AUGUSTA, Maine — Legislative budget writers shelved plans for a 5 percent across-the-board pay cut for all state employees Monday night and, instead, returned to a proposal for government shutdown days to help close a widening financial gap.
The Appropriations and Financial Affairs Committee voted late Monday night after meetings with legislative leaders to shut down state government for 10 days each year over the next two fiscal years. The days would likely be timed around holidays.
“Many of the state employees said they would rather have shutdown days than across-the-board cuts, so this is a response to that,” said committee member Sen. Richard Rosen, R-Bucksport.
In addition to 10 shutdown days, the proposal suspends all merit pay and longevity pay increases for each of the next two fiscal years. The 12 committee members present also approved a plan to force state employees to contribute to their health insurance costs.
Representatives of the Maine State Employees Association SEIU Local 1989 expressed frustration at the constant changes to the part of the budget affecting state workers. The plan voted on Monday was the fourth major proposal in recent weeks.
“We’re not happy about the impact of this on our members,” Tim Belcher, executive director of the MSEA, told the committee just before the vote. While the union preferred shutdown days to pay cuts, it opposed freezing merit and longevity pay, he said.
Budget writers have been struggling for months to come up with a two-year spending plan that is hundreds of millions of dollars smaller than the last biennial budget. Gov. John Baldacci’s original $6.1 billion budget sought to cover a $838 million budget gap.
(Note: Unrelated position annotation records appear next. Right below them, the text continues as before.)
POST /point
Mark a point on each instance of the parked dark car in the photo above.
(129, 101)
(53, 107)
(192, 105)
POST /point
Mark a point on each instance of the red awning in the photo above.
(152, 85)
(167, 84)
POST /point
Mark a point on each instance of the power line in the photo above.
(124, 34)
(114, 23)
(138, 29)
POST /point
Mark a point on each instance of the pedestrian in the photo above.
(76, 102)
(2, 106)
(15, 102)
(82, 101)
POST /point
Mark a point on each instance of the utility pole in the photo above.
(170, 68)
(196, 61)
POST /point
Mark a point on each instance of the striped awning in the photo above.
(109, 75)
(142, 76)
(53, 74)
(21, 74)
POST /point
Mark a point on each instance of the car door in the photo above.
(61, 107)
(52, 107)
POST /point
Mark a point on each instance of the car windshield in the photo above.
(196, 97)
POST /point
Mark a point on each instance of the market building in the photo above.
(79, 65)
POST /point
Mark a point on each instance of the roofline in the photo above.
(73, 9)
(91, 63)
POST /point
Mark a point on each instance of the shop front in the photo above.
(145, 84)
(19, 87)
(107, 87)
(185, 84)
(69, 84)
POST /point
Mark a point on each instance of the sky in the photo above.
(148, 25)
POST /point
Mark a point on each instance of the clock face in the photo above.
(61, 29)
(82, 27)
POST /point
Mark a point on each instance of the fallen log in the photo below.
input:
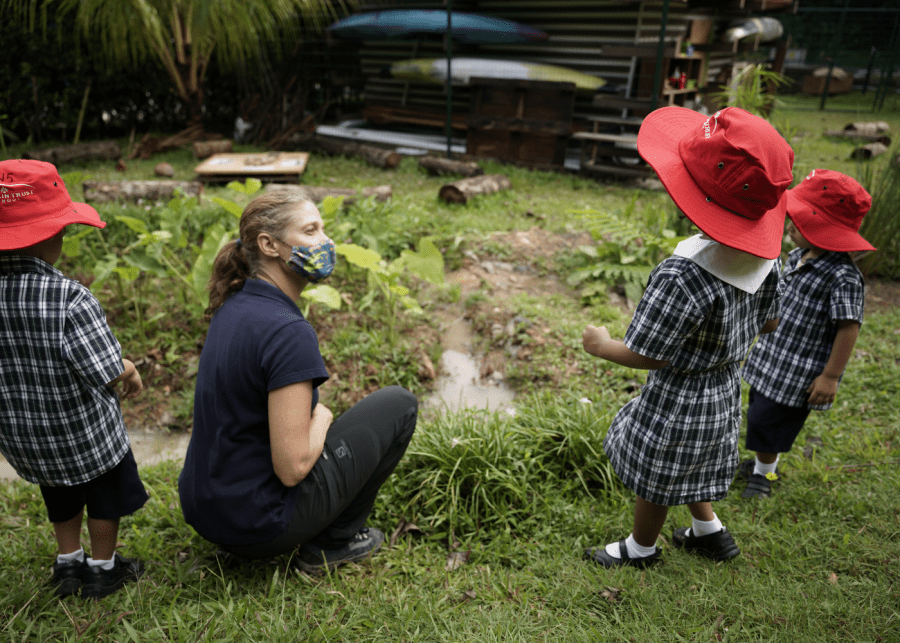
(373, 155)
(97, 150)
(205, 149)
(318, 194)
(436, 165)
(464, 189)
(869, 151)
(874, 127)
(105, 191)
(871, 138)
But since beginning work on the budget, the Appropriations Committee has seen the amount of revenue expected to flow into state coffers shrink by another $569 million.
The committee already has approved spending reductions throughout state government, with some of the deeper cuts on health and human services programs and education. Federal stimulus dollars will help fill in some of the holes.
The bipartisan committee has struggled to reach consensus on the final cuts, however. Meanwhile, some other major legislative work has been put on the back burner until the budget is passed out of the full Legislature. A budget vote is expected by Friday.
“Once this gets finalized, there are really very few major, contentious items to be worked out,” Rosen said earlier Monday evening.
The committee also settled another long-running sticking point over a state program that aims to protect dairy farmers when government-set milk prices drop below production costs.
The agreement, which had the support of the Maine Dairy Industry Association, would cap General Fund expenditures on the Dairy Stabilization Program at $13.3 million annually for the next two fiscal years. Payments to farmers also would be suspended this June and possibly next January.
A task force would examine the sustainability of the state’s dairy industry and the proposal allows the state to add additional tiers to the dairy stabilization program.
Gary Hammond, who attended Monday’s meeting as part of the dairy association, said he believes it will give farmers some sense of security over the next few months.
“It’s not everything that the industry was hoping for, but I believe it’s a workable compromise,” Hammond said.